Maryland's Highest Court Hears Medical Marijuana Case

Ron Strider

Well-Known Member
Companies in the final running for licenses to grow medical marijuana should be able to defend their multimillion-dollar investments against a legal challenge over how those finalists were picked, an attorney for the state argued Thursday in court.

The Court of Appeals, Maryland's top judicial body, heard oral arguments about whether those companies should be allowed to intervene in a lawsuit challenging the government's selection of finalists. At issue is a decision by a lower court judge that barred the finalists from involvement in the case.

Alternative Medicine Maryland, an applicant not chosen, alleges in a lawsuit that the Maryland Medical Cannabis Commission didn't consider the racial diversity of the applicants for licenses as required. The group's attorney, Byron Warnken, has argued that the government agency violated state law in choosing finalists.

An order by Baltimore Circuit Court Judge Barry Williams prohibits the finalists from intervening in the suit.

Yet Julia Bernhardt, an assistant attorney general, said the finalists have a direct economic interest in the lawsuit's outcome. She added that the medical cannabis commission can't represent them, because it defends the public interest.

"There's just something unseemly with charging a regulating body with protecting the economic interest of the very market participants that it's regulating," Bernhardt told the court. "It's just not workable."

She called for the Court of Appeals to reverse Williams' decision.

Maryland law allows 15 medical marijuana growers. So far, the commission has only awarded one license. Some growers have hoped to make medical marijuana available to patients by the end of the summer.

The lawyer for Alternative Medicine Maryland, Warnken, said finalists for the licenses shouldn't be involved in the case.

"Private companies who may have benefited from such a violation should not be permitted to intervene in the challenge to the government's failures," Warnken said.

But Arnold Weiner, representing the finalists, noted that his client companies have invested tens of millions of dollars in their businesses. He also said there is nothing speculative about the harm that will be caused the companies, if the court issues an injunction. He said one company has $175,000 in monthly expenses, with no ability to generate income.

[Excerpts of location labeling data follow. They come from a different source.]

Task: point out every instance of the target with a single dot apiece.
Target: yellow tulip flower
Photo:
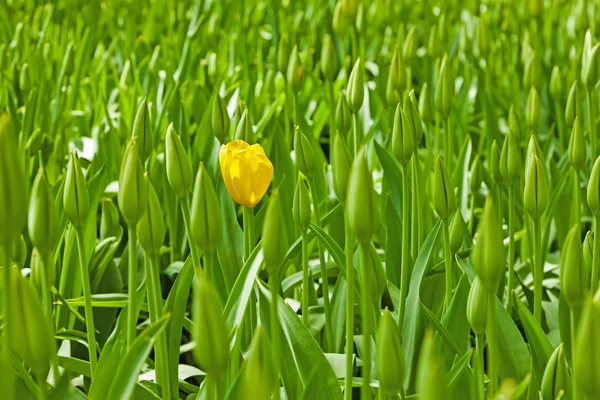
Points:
(246, 170)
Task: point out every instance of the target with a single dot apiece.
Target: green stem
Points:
(349, 250)
(87, 301)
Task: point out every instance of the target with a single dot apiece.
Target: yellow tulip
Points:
(246, 170)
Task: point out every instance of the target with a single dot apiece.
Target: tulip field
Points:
(299, 199)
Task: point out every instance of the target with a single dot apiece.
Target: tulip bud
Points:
(301, 208)
(356, 87)
(340, 167)
(305, 156)
(133, 193)
(477, 307)
(488, 252)
(535, 196)
(444, 92)
(43, 219)
(511, 163)
(362, 210)
(444, 199)
(76, 202)
(142, 130)
(179, 166)
(389, 355)
(151, 228)
(402, 137)
(220, 119)
(556, 377)
(13, 193)
(577, 150)
(329, 63)
(343, 118)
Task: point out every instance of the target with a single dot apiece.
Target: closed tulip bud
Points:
(389, 355)
(356, 87)
(593, 193)
(372, 272)
(76, 202)
(142, 130)
(444, 199)
(535, 196)
(29, 332)
(477, 307)
(220, 119)
(457, 227)
(488, 252)
(329, 63)
(274, 235)
(444, 92)
(511, 163)
(179, 166)
(133, 191)
(301, 208)
(305, 156)
(205, 216)
(151, 228)
(13, 193)
(340, 167)
(210, 332)
(556, 378)
(577, 150)
(574, 107)
(402, 137)
(362, 210)
(572, 279)
(43, 219)
(343, 118)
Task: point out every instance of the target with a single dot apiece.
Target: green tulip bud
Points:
(305, 156)
(556, 379)
(444, 92)
(593, 193)
(477, 307)
(13, 193)
(356, 87)
(362, 210)
(574, 107)
(301, 208)
(142, 130)
(577, 150)
(29, 332)
(535, 196)
(444, 199)
(210, 332)
(274, 235)
(220, 119)
(179, 166)
(511, 163)
(76, 202)
(488, 252)
(329, 63)
(402, 137)
(133, 191)
(572, 280)
(43, 219)
(389, 355)
(205, 216)
(151, 228)
(340, 167)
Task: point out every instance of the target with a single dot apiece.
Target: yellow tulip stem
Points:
(324, 276)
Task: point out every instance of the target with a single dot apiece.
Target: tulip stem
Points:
(324, 276)
(155, 308)
(349, 250)
(87, 301)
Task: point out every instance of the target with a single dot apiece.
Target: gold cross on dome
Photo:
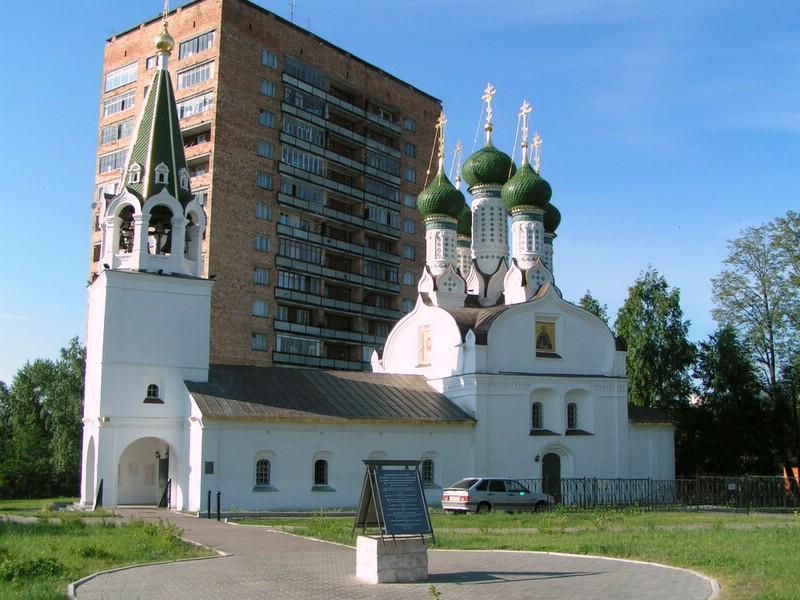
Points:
(524, 111)
(488, 94)
(537, 151)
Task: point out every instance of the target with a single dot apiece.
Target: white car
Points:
(483, 494)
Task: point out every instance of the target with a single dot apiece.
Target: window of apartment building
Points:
(201, 196)
(198, 138)
(305, 191)
(381, 189)
(204, 41)
(119, 77)
(266, 118)
(298, 282)
(292, 344)
(303, 160)
(195, 105)
(265, 149)
(378, 214)
(383, 162)
(379, 271)
(290, 314)
(118, 103)
(260, 276)
(194, 75)
(268, 88)
(263, 211)
(259, 308)
(264, 180)
(303, 101)
(303, 130)
(259, 342)
(306, 73)
(262, 242)
(112, 161)
(269, 59)
(116, 131)
(300, 251)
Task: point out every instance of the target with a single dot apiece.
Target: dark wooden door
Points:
(551, 475)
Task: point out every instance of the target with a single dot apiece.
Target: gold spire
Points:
(488, 94)
(537, 151)
(524, 111)
(440, 123)
(164, 41)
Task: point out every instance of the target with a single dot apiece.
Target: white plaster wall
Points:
(402, 346)
(293, 447)
(585, 344)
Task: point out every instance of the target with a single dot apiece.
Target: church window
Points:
(536, 415)
(162, 173)
(426, 470)
(572, 416)
(320, 472)
(135, 173)
(263, 472)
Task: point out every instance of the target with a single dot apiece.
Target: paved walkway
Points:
(278, 566)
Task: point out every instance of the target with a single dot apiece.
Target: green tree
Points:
(590, 303)
(659, 354)
(736, 422)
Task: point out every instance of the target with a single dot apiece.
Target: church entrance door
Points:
(551, 475)
(143, 472)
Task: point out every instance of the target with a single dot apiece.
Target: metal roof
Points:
(283, 393)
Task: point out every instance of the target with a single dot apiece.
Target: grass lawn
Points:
(753, 556)
(40, 559)
(44, 508)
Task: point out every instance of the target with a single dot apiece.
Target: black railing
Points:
(663, 494)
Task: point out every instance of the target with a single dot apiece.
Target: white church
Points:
(492, 373)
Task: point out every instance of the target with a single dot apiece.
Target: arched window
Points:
(263, 472)
(427, 471)
(536, 415)
(572, 416)
(321, 472)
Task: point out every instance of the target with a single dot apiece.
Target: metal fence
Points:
(658, 494)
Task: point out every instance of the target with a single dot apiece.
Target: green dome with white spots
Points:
(526, 188)
(488, 166)
(440, 198)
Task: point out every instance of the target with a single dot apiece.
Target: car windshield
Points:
(464, 484)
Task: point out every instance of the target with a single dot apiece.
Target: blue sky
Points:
(668, 127)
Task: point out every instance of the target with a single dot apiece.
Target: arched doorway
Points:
(551, 475)
(143, 472)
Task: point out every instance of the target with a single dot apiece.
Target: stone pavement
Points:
(270, 564)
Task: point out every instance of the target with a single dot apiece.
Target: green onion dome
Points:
(526, 188)
(440, 198)
(552, 218)
(465, 221)
(488, 165)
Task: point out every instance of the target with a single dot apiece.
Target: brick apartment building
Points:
(307, 161)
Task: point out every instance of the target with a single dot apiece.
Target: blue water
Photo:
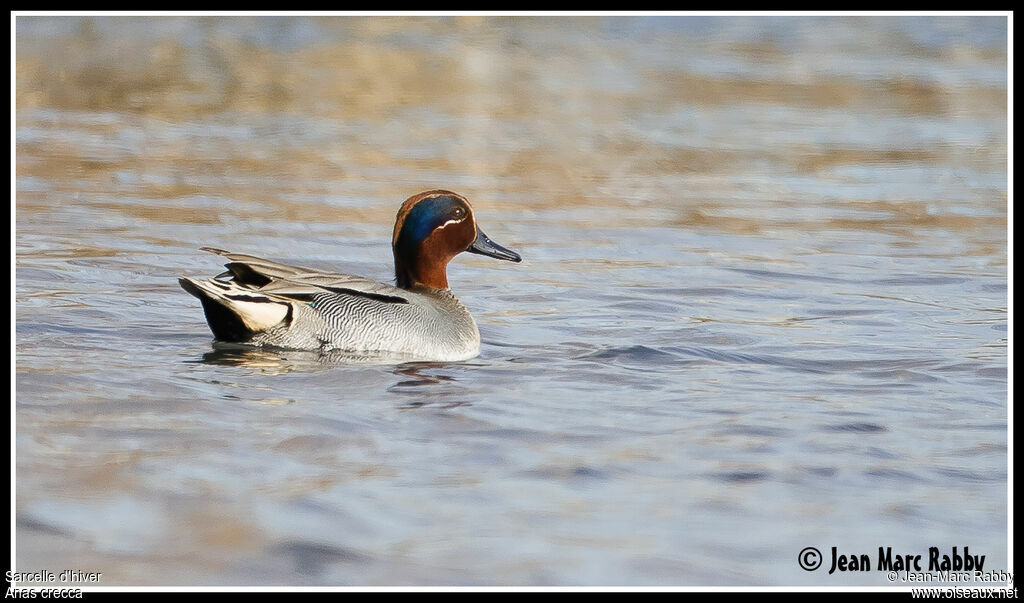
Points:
(763, 302)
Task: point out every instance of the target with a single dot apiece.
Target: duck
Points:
(263, 303)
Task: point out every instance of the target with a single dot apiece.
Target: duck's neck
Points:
(428, 267)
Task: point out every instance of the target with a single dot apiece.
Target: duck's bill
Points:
(484, 246)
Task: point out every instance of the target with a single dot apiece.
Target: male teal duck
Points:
(263, 303)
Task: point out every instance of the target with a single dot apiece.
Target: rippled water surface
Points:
(763, 303)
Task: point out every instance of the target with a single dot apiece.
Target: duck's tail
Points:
(236, 313)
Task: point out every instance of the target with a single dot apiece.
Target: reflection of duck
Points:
(264, 303)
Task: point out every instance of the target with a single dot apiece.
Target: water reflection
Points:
(765, 300)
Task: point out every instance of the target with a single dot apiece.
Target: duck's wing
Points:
(301, 284)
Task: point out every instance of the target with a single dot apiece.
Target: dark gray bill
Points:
(484, 246)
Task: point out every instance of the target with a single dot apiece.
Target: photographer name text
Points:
(889, 561)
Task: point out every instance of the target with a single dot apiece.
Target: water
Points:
(763, 303)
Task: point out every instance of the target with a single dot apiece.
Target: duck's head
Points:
(431, 228)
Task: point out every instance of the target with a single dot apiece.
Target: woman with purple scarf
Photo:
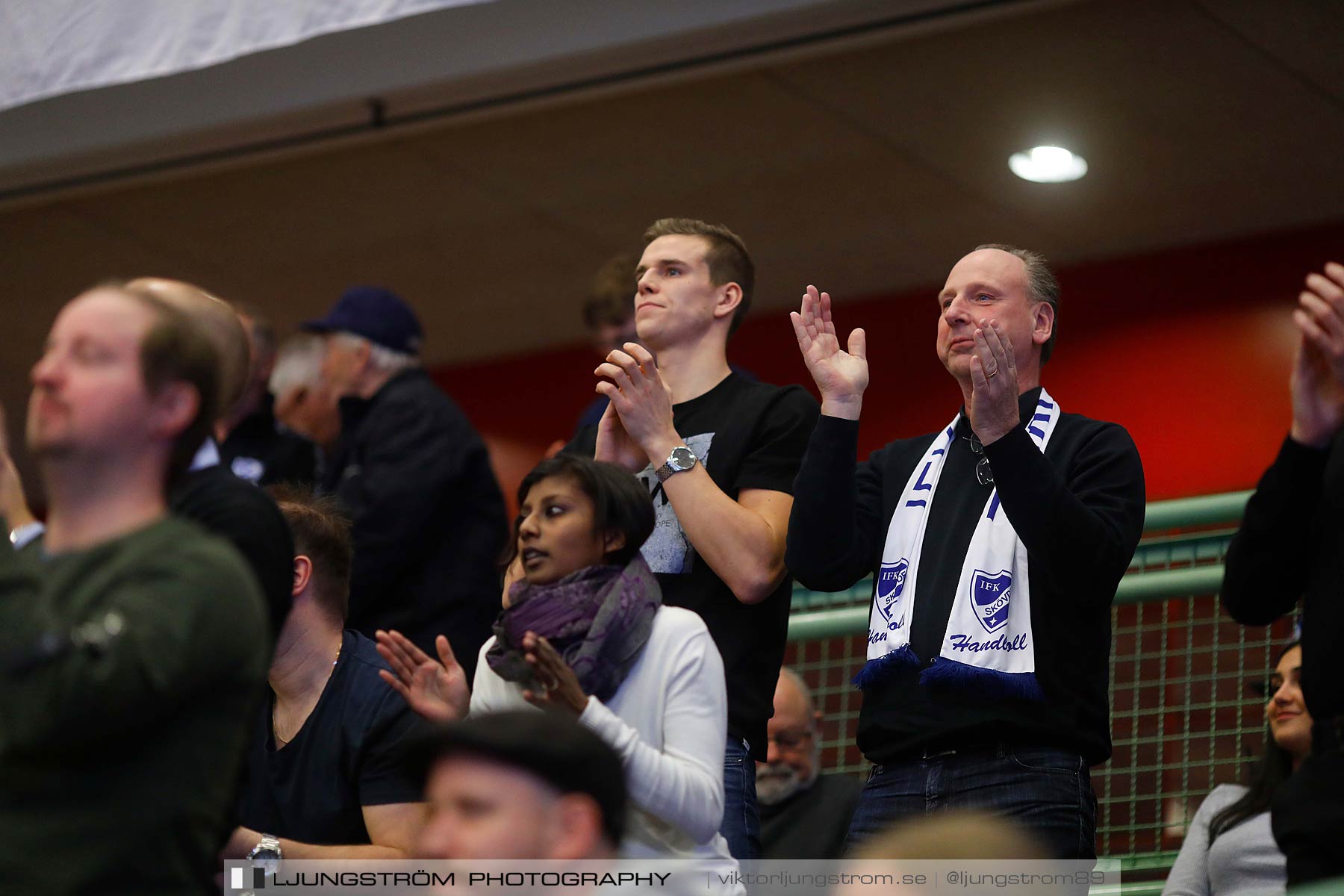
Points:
(584, 630)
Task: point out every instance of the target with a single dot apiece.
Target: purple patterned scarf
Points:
(597, 620)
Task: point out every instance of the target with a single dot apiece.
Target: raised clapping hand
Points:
(13, 507)
(433, 688)
(1317, 381)
(841, 376)
(638, 423)
(559, 685)
(994, 385)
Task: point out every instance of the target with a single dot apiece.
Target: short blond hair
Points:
(727, 257)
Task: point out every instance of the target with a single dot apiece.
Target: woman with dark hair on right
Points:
(1229, 849)
(584, 632)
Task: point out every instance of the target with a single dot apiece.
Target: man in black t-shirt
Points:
(718, 453)
(326, 773)
(996, 544)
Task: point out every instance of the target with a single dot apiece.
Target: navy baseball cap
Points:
(376, 314)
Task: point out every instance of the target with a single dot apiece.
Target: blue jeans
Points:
(1048, 791)
(741, 824)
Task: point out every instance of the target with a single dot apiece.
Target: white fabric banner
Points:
(60, 46)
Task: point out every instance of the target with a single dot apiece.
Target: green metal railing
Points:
(1184, 716)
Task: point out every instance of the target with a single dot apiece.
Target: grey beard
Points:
(777, 782)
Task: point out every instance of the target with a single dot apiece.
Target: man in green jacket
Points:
(132, 645)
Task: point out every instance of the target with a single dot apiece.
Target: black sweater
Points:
(1078, 509)
(1288, 547)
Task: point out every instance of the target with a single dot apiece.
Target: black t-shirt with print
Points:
(749, 435)
(347, 755)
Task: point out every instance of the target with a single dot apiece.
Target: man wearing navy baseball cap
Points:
(416, 477)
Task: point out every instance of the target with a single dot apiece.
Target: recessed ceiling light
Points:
(1048, 166)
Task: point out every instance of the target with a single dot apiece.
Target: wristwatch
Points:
(679, 461)
(268, 849)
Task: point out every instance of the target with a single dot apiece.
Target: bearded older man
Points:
(996, 546)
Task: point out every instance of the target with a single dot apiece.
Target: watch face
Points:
(682, 458)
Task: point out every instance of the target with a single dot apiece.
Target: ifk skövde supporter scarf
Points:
(988, 645)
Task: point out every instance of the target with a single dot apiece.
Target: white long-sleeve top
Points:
(668, 722)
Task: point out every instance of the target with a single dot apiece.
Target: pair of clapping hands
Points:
(437, 688)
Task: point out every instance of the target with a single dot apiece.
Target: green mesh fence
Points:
(1186, 687)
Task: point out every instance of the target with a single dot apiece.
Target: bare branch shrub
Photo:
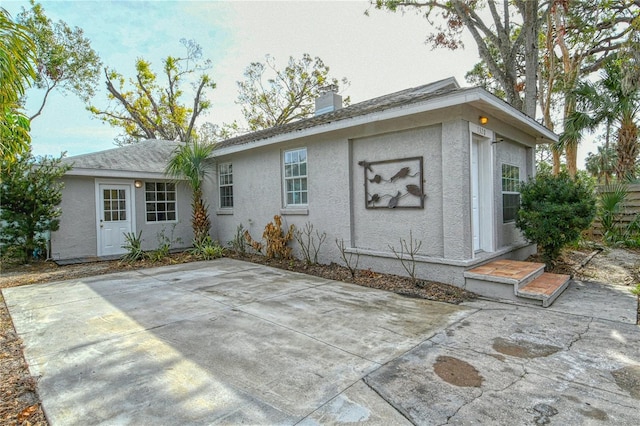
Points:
(348, 258)
(407, 255)
(307, 240)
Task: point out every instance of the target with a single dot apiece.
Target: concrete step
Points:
(545, 288)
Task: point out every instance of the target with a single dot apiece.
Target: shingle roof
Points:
(146, 156)
(392, 100)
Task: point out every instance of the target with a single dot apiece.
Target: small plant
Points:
(407, 255)
(257, 246)
(636, 291)
(350, 259)
(239, 242)
(164, 245)
(276, 241)
(133, 246)
(207, 249)
(307, 240)
(554, 211)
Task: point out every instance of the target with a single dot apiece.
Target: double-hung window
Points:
(510, 192)
(295, 177)
(160, 201)
(225, 184)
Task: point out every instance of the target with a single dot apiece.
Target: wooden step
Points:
(546, 288)
(507, 271)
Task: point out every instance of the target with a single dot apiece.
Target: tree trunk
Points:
(627, 149)
(531, 57)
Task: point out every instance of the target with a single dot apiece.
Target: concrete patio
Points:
(228, 342)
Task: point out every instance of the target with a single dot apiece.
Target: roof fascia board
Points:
(124, 174)
(467, 96)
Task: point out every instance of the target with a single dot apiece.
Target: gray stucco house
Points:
(438, 161)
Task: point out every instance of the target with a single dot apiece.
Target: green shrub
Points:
(554, 211)
(239, 243)
(133, 246)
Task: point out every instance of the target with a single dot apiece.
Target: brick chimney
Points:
(329, 100)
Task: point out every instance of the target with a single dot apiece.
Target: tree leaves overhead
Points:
(146, 108)
(64, 59)
(272, 97)
(17, 53)
(503, 32)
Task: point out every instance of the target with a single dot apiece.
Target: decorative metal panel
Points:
(393, 184)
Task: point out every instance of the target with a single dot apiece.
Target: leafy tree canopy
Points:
(272, 97)
(17, 53)
(508, 31)
(64, 59)
(31, 192)
(145, 108)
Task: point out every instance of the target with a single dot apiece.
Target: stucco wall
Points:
(257, 189)
(515, 154)
(377, 229)
(76, 236)
(337, 203)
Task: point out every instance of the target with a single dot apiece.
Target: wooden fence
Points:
(628, 211)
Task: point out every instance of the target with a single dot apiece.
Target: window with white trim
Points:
(160, 201)
(510, 192)
(225, 184)
(295, 177)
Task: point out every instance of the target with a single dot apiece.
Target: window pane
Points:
(510, 207)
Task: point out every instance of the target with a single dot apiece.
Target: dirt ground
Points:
(19, 401)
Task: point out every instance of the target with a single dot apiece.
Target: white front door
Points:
(114, 217)
(475, 196)
(482, 209)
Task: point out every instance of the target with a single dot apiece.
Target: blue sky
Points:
(379, 53)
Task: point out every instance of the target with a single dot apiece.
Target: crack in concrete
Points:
(579, 337)
(462, 406)
(391, 404)
(615, 395)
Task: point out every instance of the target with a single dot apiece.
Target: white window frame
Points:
(225, 181)
(295, 173)
(165, 201)
(511, 188)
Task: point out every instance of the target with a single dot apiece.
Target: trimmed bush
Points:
(554, 211)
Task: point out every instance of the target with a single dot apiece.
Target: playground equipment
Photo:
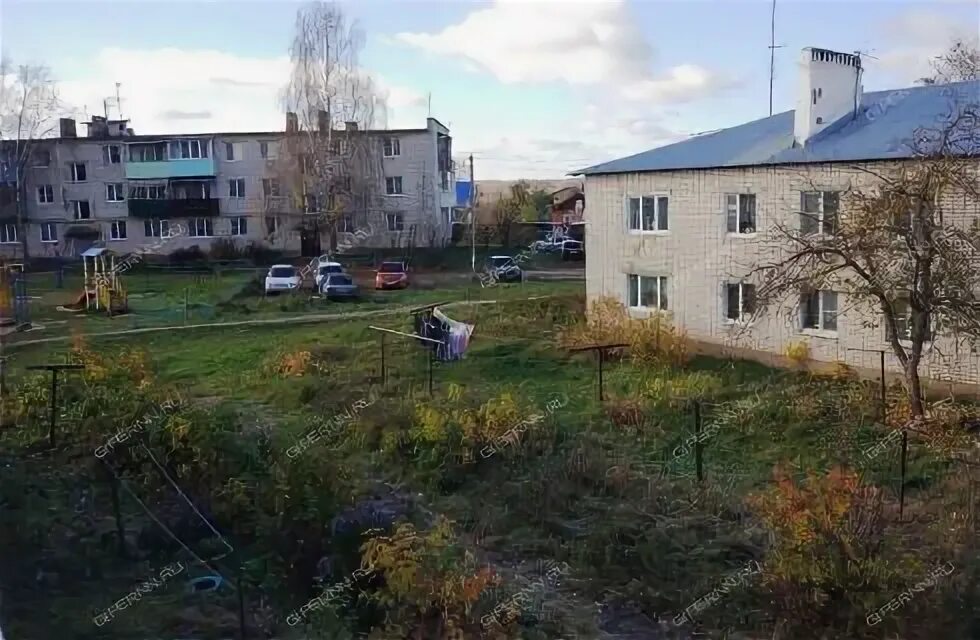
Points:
(14, 308)
(102, 289)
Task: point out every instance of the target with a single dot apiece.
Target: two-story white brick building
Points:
(676, 228)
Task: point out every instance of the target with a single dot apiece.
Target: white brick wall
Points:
(698, 256)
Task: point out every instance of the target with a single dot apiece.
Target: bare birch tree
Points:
(329, 165)
(29, 108)
(959, 63)
(905, 250)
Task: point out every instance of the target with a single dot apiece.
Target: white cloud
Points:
(581, 43)
(920, 36)
(182, 91)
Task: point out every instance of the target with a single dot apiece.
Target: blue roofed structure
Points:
(880, 130)
(462, 193)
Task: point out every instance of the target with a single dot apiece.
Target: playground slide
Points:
(77, 305)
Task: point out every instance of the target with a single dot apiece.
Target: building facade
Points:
(124, 191)
(678, 230)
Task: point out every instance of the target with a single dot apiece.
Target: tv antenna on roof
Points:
(772, 53)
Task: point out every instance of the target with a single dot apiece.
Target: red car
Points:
(391, 275)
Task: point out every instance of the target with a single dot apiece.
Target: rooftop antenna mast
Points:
(772, 53)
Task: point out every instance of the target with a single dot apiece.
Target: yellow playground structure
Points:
(102, 289)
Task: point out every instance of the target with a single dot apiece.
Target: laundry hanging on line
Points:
(453, 336)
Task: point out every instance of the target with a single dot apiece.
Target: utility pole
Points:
(472, 216)
(772, 53)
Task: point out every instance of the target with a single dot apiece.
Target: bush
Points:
(651, 340)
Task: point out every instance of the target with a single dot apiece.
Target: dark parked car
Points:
(504, 269)
(339, 286)
(572, 250)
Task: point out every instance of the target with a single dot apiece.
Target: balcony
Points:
(174, 208)
(187, 168)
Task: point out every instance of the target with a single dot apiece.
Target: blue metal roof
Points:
(880, 131)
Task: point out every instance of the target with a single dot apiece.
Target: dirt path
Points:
(304, 319)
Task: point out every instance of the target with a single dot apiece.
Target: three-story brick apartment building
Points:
(677, 229)
(117, 189)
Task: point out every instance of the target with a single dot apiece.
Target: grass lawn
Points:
(609, 496)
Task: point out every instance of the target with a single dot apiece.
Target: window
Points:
(191, 191)
(200, 227)
(236, 187)
(117, 230)
(158, 192)
(393, 186)
(741, 212)
(187, 150)
(648, 213)
(114, 192)
(269, 150)
(45, 194)
(270, 187)
(396, 221)
(41, 158)
(82, 209)
(903, 320)
(77, 171)
(49, 232)
(239, 226)
(392, 147)
(819, 212)
(647, 292)
(233, 151)
(148, 152)
(154, 228)
(739, 301)
(111, 154)
(310, 203)
(8, 234)
(819, 309)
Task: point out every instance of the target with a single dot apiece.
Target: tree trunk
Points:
(914, 386)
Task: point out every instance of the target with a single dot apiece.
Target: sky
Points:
(530, 89)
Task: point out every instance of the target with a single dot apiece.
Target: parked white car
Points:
(282, 277)
(323, 270)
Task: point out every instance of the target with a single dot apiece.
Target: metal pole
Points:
(383, 372)
(599, 351)
(698, 452)
(54, 406)
(901, 489)
(431, 358)
(472, 216)
(114, 489)
(884, 404)
(241, 604)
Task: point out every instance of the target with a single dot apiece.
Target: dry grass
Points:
(652, 340)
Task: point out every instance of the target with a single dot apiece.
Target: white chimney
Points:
(830, 89)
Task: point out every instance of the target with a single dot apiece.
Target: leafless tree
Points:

"We have found no case where people had an economic interest that was even approaching ours where they were denied intervention," Weiner told the court.

Maryland's medical marijuana rollout has been delayed by setbacks for more than four years. The state approved its first medical marijuana law in 2013. The effort stalled, however, because it required academic medical centers to run the programs, and none stepped forward. The law was changed in 2014 to allow doctors certified by a state commission to recommend marijuana for patients with debilitating, chronic or severe illnesses.